In my opinion, the outstanding question is production capacity. Given the supply chains and geopolitics involved, I think the rational choice is to get whatever approved vaccine is available to you as soon as possible.

[1] https://en.wikipedia.org/wiki/Sputnik_V_COVID-19_vaccine

[2] https://en.wikipedia.org/wiki/COVID-19_vaccine#Adenovirus_ve...

[3] https://en.wikipedia.org/wiki/Ad26.COV2.S

It's all nice and good, but Putin made this vaccine's effectiveness a political issue. If it's significantly less effective than its western counterparts it would result in a severe loss of face for Putin's propagandists and the regime in general. Considering the historical record of Putin's regime love for truth and integrity, it wouldn't be surprising if many people would choose to take these results with a grain of salt.
Unfortunately everything became political in this pandemic. Nothing wrong with a bit of national price. Russia inherited a very good scientific base for vaccine research and didn't squander it all, so I think they had a good case to be so risky.
>Unfortunately everything became political in this pandemic.
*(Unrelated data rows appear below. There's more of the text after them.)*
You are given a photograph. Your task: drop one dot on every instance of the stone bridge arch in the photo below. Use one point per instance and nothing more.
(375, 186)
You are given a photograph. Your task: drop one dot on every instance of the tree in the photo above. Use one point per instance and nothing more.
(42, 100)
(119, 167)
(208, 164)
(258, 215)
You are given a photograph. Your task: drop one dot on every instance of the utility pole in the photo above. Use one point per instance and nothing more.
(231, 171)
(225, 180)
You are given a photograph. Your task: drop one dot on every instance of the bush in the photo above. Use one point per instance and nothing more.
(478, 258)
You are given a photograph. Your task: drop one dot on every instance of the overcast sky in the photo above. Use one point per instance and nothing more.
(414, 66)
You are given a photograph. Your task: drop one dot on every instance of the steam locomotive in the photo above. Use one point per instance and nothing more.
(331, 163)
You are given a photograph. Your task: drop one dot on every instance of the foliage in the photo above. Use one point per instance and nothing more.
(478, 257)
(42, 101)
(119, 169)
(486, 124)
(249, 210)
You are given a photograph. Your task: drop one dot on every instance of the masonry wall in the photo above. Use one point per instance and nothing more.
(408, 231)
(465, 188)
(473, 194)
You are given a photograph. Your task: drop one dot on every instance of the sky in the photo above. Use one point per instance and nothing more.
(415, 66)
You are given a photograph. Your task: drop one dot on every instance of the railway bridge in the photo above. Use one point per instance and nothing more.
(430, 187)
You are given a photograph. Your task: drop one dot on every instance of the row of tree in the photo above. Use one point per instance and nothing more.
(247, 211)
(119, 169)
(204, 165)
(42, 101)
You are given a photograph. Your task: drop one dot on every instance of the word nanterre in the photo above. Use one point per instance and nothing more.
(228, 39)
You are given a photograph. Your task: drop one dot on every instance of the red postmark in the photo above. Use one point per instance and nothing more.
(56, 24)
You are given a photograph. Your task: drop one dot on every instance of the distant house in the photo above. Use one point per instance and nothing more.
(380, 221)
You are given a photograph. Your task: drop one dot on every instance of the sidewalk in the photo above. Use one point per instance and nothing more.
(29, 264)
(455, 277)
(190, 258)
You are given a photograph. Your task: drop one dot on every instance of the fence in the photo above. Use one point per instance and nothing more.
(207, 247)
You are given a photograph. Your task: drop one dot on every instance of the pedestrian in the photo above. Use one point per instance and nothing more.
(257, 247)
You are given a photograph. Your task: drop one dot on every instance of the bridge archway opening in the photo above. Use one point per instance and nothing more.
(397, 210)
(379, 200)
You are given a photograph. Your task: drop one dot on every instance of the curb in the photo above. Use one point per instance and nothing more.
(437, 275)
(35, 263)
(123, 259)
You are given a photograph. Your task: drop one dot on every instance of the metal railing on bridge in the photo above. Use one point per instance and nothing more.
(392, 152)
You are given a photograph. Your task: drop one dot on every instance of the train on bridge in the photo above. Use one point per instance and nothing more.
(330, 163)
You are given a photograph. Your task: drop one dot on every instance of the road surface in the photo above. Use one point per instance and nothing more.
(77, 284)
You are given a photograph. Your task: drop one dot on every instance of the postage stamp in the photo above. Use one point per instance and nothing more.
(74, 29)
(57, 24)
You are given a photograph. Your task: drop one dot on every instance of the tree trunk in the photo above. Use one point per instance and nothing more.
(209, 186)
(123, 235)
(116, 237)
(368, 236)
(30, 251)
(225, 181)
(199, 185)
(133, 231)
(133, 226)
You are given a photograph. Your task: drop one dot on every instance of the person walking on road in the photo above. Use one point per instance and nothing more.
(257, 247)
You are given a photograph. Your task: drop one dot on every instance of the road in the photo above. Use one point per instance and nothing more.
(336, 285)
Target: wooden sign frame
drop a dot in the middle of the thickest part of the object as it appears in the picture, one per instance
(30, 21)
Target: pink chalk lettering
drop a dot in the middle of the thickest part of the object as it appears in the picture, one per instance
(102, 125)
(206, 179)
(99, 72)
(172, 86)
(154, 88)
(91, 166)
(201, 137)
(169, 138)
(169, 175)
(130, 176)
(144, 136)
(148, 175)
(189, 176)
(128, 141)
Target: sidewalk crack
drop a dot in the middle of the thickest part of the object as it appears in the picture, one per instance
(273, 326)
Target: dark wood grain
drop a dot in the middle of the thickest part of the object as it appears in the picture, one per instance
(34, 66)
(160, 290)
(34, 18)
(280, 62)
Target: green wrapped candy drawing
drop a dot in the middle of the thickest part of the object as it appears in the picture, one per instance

Western leaders don't call vaccines developed in their countries as "the best Covid vaccine in the world". More so before any statistically relevant studies (faked or not) even ready.

>Nothing wrong with a bit of national price.

I think there is a difference (at least there shoudl be) between national pride and a fact distortion field.

Does the funding source have some bias impacts in this kind of thing? (i.e.: Moscow City Health Department, Russian Direct Investment Fund, Sberbank, and RUSAL.)